そして何より、ルミ自身、アルヴィーノのその傲慢で絶対的な独占欲を心地よく受け入れている身だ。
だからこそ、どれだけ目の前のレオが擦り切れていこうとも、ルミがそこに口を挟むことは許されない。
公的にも、私的にも、彼を止める大義名分など、ルミにはなかった。
ルミにできるのは、ただ、静かにお茶を差し出すことだけだった。
「置いておきなさい、ルミ」
アルヴィーノはルミに向ける時だけ、その紫の瞳の奥に僅かな、しかし濃厚な甘さを滲ませる。
ルミの頭を優しく、愛おしげに一度だけ撫でると、すぐにその視線は床に這いつくばるレオへと戻り、再び冷徹な氷へと変わる。
「……ありがとうございます、ルミにぃ」
レオは掠れた声でそう呟き、差し出されたカップに手を伸ばした。
だが、その指先は疲労でガタガタと震え、陶器の触れ合うカチカチという音が虚しく響く。
かつてなら、ルミがお茶を淹れてくれたというだけで、狂おしいほどの喜びを顔に出していただろう。だが今のレオには、そんな余裕すら残されていなかった。
ルミは、そんなレオの震える手を、そして彼の眼の奥でどろりと燃え続ける、リリィへの「新たなる執着の炎」を黙って見つめた。

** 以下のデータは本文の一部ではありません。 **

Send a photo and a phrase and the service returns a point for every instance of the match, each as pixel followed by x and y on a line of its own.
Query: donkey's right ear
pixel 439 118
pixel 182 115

(……ごめんね、レオ。俺には、こうやってお茶を出すことしかできない)
ルミは小さく胸の中で呟き、一歩後ろへ下がる。
自分が救うべきは、目の前の憐れな少年ではない。
自分を救ってくれた、世界でただ一人の主人であり番である、アルヴィーノ・レイストールだけなのだから。
「レオ。お茶を飲む暇があるのなら、早く次の策を組み立てなさい。夜明けまで、あと二時間もありませんよ」
アルヴィーノの冷酷な煽りが、再び部屋の空気を支配する。
レオは震える手で温かい紅茶を喉へ流し込むと、その熱さで無理やり意識を覚醒させ、再び羊皮紙へと向かった。
踏み躙る魔王と、泥を啜りながら怪物へと変貌していく若き策士。
その歪な師弟関係を、ルミはただ、主の影に寄り添いながら静かに見つめ続けていた。